Several Uygur language centres in Istanbul have opened in the past two years to try to keep traditions going.

At Uygur Ilim Market Vakfi school, classes start at 6.30am for the 220 students. Children whose parents are in Xinjiang can board at the school in Istanbul’s Selimpasa suburb.

Director Abdulgani Kutubi said he had to rush the opening of the school last year to house 40 orphans. It is still being built and does not even have a sign yet.

“We accept children from the age of six and we educate them until they graduate. In this way, we hope they don’t forget their mother language,” Kutubi said

A Uygur man looks on as a truck carrying paramilitary police travels along a street during an anti-terrorism oath-taking rally in Urumqi, Xinjiang. File photo: Reuters

Some schools – like Tangnuri – even publish their own Uygur textbooks. The school, which is in Zeytinburnu, opened in September 2017. It held Saturday and Sunday classes for about 30 students but quickly expanded at request of the parents.

“The students who were born here don’t really know anything about our culture and history unfortunately,” teacher Abdureshit Niyaz said.

Xinjiang Uygurs: China boasts of its protection and support for cultures in white paper

“Some students who came here four or five years ago, unfortunately also don’t know much.”

Shkur goes to Tangnuri five times a week, including Saturday mornings, then hurries home and turn on his PlayStation.

According to his mother, Shkur has forgotten the little Chinese he could speak, unlike his older brother, who received a Chinese-only education and was a teenager when the family arrived in Istanbul.

A girl reads the Koran in a religion class. Photo: Helene Franchineau

“My eldest son thinks in Chinese and watches Chinese movies” Asya said.

“I don’t want to forbid any language. My son is 19 now; maybe it is too late for him.”

Abduweli Ayup, a linguist, poet and staunch defender of the Uygur language, is pessimistic.

He used to run a network of Uygur language schools in Xinjiang until he was arrested and imprisoned for 15 months between 2013 and 2014.

He fled to Turkey in 2015 with his wife and two daughters.

To keep them practising, Ayup holds “Uygur weekends” where the five and 11-year-old girls must only speak or recite poetry in the language.

But Ayup acknowledged he may be fighting a losing battle.

“In foreign countries, you cannot keep your language alive, it is impossible,” he said.

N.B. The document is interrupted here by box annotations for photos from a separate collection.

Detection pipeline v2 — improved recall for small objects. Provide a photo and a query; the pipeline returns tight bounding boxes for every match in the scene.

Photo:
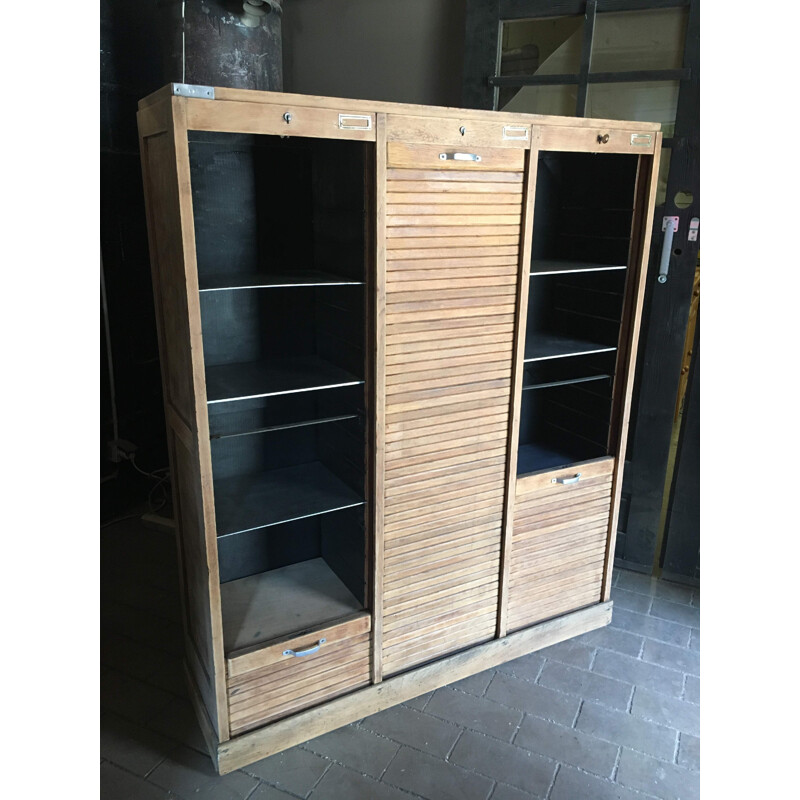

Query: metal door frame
[463,0,700,573]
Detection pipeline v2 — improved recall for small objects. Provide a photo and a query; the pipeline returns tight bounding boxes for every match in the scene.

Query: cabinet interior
[189,132,372,652]
[517,152,638,475]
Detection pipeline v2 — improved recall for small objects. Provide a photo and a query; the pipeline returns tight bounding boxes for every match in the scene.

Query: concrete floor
[100,520,700,800]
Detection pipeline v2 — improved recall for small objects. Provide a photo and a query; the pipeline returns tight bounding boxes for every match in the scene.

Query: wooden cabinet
[139,86,661,772]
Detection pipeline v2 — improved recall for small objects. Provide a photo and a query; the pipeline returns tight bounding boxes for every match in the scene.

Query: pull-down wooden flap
[382,142,525,675]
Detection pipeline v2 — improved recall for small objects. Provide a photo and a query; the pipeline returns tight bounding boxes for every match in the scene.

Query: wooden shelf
[525,333,617,363]
[200,269,364,292]
[220,558,362,653]
[531,259,627,277]
[522,375,611,392]
[206,356,364,403]
[214,462,364,536]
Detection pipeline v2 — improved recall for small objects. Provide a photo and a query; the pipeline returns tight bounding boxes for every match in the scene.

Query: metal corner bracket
[172,83,214,100]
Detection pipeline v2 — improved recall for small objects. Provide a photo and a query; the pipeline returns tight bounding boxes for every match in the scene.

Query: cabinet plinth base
[200,602,613,775]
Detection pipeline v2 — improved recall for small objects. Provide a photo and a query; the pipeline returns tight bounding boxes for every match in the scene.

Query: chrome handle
[658,217,677,283]
[503,125,528,142]
[283,639,326,658]
[439,153,481,161]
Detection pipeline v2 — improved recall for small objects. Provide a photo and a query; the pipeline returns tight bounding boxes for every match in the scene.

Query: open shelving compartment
[517,151,638,475]
[189,131,373,656]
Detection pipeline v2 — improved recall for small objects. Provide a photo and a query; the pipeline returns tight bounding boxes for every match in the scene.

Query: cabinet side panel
[141,122,228,740]
[143,133,195,429]
[382,142,525,675]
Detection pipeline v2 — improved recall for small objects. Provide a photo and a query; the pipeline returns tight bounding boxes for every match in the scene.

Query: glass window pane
[500,16,583,75]
[497,84,578,117]
[586,81,680,138]
[591,8,689,72]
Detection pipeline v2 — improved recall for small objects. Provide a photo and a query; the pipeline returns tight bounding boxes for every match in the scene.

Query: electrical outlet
[108,439,136,464]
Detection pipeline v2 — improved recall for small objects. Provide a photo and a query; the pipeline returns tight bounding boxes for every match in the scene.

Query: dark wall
[100,0,167,516]
[100,0,283,518]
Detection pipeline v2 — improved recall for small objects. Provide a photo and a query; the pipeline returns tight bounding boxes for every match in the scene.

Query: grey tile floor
[100,520,700,800]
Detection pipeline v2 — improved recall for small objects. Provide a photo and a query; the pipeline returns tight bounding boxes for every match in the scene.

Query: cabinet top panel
[139,83,661,131]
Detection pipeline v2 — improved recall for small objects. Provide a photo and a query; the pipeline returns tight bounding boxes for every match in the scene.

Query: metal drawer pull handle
[339,114,372,131]
[439,153,481,161]
[283,639,327,658]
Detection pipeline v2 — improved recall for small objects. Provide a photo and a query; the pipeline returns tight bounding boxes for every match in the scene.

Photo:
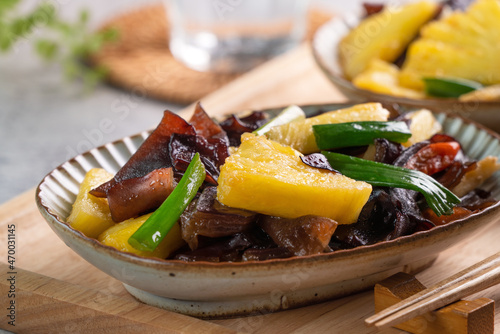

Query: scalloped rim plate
[36,104,500,318]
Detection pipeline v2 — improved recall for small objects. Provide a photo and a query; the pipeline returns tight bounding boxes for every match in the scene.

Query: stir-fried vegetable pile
[68,103,500,262]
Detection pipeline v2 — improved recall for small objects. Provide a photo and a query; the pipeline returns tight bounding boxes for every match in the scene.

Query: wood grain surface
[0,44,500,334]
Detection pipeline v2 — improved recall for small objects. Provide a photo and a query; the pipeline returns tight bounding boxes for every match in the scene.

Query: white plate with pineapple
[313,0,500,132]
[36,104,500,318]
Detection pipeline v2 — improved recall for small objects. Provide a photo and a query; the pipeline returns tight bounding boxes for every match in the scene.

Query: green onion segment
[312,121,411,150]
[422,78,483,98]
[321,151,460,216]
[128,153,206,252]
[253,105,306,136]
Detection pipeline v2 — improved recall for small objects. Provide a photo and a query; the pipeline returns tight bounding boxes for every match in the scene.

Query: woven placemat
[91,4,331,104]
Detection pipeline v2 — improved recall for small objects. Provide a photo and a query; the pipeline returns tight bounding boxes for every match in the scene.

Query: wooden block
[0,263,236,334]
[375,273,495,334]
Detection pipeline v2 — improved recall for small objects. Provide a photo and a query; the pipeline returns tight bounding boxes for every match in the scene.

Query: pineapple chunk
[400,0,500,89]
[217,133,372,224]
[452,155,500,197]
[339,1,438,80]
[352,59,425,99]
[67,168,115,238]
[98,213,185,259]
[266,103,389,154]
[403,109,443,147]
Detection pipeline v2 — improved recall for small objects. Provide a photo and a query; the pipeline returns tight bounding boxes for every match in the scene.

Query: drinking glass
[165,0,308,73]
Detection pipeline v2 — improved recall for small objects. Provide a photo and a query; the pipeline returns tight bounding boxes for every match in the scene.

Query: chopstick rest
[374,272,495,334]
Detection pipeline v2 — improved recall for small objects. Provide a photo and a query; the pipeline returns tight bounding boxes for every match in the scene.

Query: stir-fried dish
[67,103,500,262]
[338,0,500,101]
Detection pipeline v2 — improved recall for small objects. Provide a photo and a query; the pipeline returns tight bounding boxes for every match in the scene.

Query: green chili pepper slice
[128,153,206,252]
[422,78,483,98]
[321,151,460,216]
[253,105,306,136]
[312,121,411,150]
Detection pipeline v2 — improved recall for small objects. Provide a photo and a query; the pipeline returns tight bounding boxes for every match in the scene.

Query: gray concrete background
[0,0,357,203]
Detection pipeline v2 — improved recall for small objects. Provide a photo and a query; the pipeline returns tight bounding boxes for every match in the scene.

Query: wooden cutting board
[0,45,500,333]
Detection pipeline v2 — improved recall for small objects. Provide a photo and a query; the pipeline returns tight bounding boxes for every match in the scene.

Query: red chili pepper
[405,141,460,175]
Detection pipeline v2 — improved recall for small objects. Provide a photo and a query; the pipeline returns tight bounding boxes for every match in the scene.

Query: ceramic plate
[312,14,500,132]
[36,105,500,318]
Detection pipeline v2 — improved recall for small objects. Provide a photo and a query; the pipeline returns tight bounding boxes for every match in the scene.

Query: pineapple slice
[403,109,443,147]
[98,213,185,259]
[217,133,372,224]
[67,168,115,238]
[400,0,500,89]
[352,59,425,99]
[339,1,438,80]
[266,103,389,154]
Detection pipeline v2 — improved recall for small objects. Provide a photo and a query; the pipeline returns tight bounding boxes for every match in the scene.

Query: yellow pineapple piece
[400,0,500,89]
[98,213,185,259]
[452,155,500,197]
[217,133,372,224]
[339,1,438,80]
[352,59,425,99]
[266,103,389,154]
[67,168,115,238]
[403,109,442,147]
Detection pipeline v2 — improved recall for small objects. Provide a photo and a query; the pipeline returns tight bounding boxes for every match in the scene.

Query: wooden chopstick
[365,253,500,328]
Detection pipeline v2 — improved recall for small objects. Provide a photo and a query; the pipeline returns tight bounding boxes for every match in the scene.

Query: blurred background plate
[312,13,500,132]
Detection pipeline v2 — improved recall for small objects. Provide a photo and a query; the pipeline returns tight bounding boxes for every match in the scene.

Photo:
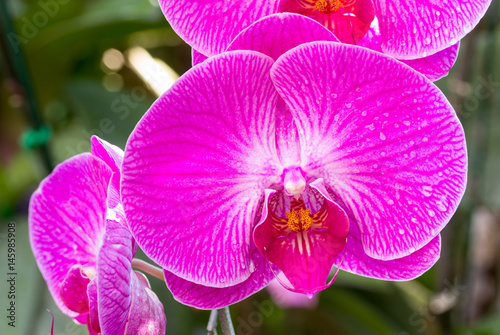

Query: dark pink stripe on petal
[228,13,339,60]
[374,0,491,59]
[271,42,467,260]
[164,248,279,309]
[160,0,278,56]
[335,221,441,281]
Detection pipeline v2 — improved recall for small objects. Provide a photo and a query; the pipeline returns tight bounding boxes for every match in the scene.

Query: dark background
[0,0,500,335]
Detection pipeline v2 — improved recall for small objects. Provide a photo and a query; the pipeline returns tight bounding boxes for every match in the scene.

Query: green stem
[0,1,53,172]
[218,306,236,335]
[132,258,165,281]
[207,309,218,335]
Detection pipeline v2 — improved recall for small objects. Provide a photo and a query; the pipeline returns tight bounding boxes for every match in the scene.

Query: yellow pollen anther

“It is not their fault if my daughters speak Turkish to me. I brought them here.”

A poster reads: ‘My mother language, my king language’ at a Uygur school in Istanbul. Photo: Helene Franchineau

He tells his children that if they forget the language, “how can you communicate with your grandmother, uncles and aunts back in Xinjiang?”

The language centres have been taking in a rising number of orphans, as their parents returned to Xinjiang and were unable to come back. According to reports, Chinese authorities have been arresting Uygurs returning home from abroad.

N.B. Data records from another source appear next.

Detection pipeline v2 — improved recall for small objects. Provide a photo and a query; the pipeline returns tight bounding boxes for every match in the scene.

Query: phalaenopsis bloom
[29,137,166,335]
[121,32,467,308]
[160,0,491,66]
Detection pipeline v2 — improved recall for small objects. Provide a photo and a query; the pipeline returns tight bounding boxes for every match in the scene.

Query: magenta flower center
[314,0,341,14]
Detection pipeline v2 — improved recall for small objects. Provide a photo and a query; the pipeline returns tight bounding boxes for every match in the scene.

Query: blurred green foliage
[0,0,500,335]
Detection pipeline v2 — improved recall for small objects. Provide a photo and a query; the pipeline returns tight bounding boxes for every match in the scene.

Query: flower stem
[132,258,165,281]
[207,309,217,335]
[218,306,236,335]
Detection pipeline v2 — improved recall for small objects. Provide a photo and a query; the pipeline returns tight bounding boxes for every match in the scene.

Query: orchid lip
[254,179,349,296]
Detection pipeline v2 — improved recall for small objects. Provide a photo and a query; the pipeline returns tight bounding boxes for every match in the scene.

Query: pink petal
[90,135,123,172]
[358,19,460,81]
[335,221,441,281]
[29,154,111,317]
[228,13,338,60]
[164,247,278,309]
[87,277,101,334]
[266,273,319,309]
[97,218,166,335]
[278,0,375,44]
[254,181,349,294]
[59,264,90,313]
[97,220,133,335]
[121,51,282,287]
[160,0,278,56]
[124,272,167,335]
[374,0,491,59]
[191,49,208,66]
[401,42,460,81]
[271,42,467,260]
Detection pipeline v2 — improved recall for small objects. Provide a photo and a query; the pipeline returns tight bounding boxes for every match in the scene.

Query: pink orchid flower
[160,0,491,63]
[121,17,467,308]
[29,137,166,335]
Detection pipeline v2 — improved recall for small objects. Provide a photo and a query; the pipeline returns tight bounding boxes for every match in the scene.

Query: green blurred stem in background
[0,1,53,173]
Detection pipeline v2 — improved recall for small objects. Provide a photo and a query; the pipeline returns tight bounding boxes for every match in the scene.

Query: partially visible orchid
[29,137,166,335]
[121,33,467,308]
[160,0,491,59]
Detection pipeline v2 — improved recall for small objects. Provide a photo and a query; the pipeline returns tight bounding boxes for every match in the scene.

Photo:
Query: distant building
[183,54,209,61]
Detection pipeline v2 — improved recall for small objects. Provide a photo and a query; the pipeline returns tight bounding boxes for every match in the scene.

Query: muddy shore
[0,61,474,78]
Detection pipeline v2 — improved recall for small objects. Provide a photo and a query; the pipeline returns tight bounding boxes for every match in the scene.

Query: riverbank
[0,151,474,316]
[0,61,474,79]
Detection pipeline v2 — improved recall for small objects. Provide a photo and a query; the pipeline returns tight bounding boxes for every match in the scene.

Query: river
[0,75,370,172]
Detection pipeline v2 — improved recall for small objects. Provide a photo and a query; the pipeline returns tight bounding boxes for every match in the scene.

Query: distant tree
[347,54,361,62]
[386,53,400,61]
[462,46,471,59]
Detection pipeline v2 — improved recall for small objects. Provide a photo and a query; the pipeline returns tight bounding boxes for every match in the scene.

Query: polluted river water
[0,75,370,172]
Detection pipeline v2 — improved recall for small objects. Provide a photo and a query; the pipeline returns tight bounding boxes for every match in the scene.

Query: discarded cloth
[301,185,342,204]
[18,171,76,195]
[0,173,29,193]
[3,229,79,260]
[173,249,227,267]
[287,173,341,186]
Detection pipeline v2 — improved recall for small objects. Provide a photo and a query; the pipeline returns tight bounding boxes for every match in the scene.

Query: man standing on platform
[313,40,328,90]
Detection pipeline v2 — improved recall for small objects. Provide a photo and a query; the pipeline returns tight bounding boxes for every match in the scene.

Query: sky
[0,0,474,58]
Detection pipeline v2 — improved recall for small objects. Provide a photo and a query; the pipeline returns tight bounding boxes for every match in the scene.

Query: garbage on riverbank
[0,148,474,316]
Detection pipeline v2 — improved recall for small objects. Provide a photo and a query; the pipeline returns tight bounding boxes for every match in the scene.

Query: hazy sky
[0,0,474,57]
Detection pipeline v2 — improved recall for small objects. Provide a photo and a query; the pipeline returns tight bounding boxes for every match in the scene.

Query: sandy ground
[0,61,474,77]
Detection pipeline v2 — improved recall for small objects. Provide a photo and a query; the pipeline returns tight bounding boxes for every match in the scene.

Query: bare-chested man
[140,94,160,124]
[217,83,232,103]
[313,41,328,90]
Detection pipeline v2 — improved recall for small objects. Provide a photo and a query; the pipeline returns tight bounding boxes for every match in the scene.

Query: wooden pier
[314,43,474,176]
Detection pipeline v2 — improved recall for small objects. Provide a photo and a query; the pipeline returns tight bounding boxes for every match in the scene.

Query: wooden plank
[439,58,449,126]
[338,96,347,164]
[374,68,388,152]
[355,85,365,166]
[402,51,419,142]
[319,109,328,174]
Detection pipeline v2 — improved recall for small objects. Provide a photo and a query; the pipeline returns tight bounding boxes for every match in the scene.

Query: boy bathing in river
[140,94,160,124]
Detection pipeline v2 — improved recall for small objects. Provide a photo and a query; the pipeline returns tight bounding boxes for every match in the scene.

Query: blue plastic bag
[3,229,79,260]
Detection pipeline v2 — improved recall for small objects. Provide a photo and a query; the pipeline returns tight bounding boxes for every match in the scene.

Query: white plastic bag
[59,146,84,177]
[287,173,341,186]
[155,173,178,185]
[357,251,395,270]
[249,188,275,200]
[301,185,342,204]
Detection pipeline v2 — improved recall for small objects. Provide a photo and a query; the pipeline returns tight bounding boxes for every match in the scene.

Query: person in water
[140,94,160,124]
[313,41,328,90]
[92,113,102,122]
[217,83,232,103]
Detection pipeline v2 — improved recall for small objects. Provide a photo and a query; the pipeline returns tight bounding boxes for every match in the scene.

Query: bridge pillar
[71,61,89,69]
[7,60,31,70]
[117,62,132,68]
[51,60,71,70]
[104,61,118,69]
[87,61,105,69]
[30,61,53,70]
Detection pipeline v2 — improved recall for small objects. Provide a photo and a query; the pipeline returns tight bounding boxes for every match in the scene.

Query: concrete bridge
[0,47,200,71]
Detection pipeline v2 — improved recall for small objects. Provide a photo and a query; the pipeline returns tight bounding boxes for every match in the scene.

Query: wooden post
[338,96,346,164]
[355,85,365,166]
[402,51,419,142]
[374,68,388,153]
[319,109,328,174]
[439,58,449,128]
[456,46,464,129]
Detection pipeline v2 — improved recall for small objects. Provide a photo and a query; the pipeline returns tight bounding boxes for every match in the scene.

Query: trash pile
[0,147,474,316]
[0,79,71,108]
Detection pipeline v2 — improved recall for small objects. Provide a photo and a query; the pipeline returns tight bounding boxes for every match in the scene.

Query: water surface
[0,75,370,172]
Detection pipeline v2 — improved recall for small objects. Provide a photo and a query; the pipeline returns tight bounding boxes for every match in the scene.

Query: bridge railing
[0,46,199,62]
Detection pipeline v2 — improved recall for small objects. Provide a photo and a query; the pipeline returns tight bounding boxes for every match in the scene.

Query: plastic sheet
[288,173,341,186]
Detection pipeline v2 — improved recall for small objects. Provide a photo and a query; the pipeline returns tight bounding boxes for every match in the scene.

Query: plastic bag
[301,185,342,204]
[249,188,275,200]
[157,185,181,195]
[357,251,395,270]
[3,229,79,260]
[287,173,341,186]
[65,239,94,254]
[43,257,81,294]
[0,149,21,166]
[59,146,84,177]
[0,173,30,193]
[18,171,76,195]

Nearly half of the students at Hira Language Centre, near Istanbul’s airport, don’t have their parents with them.

“They are usually the quietest,” according to director Lokman Hira’i.

Despite the Uyghur-only environment the school provides, “the trend is toward assimilation” into Turkey, said Hira’i.

But Asya maintains there is a positive side to emigrating: “Before we left, my husband and I realised that had we stayed, our children would be like Chinese people … There would be no more Uygur element in them any more.”

“We are in Turkey, but we can live as Uygurs,” said Shkur. “One day I want to go back to my motherland. With all my friends in Turkey, maybe we can go back and all live together with the Chinese people.”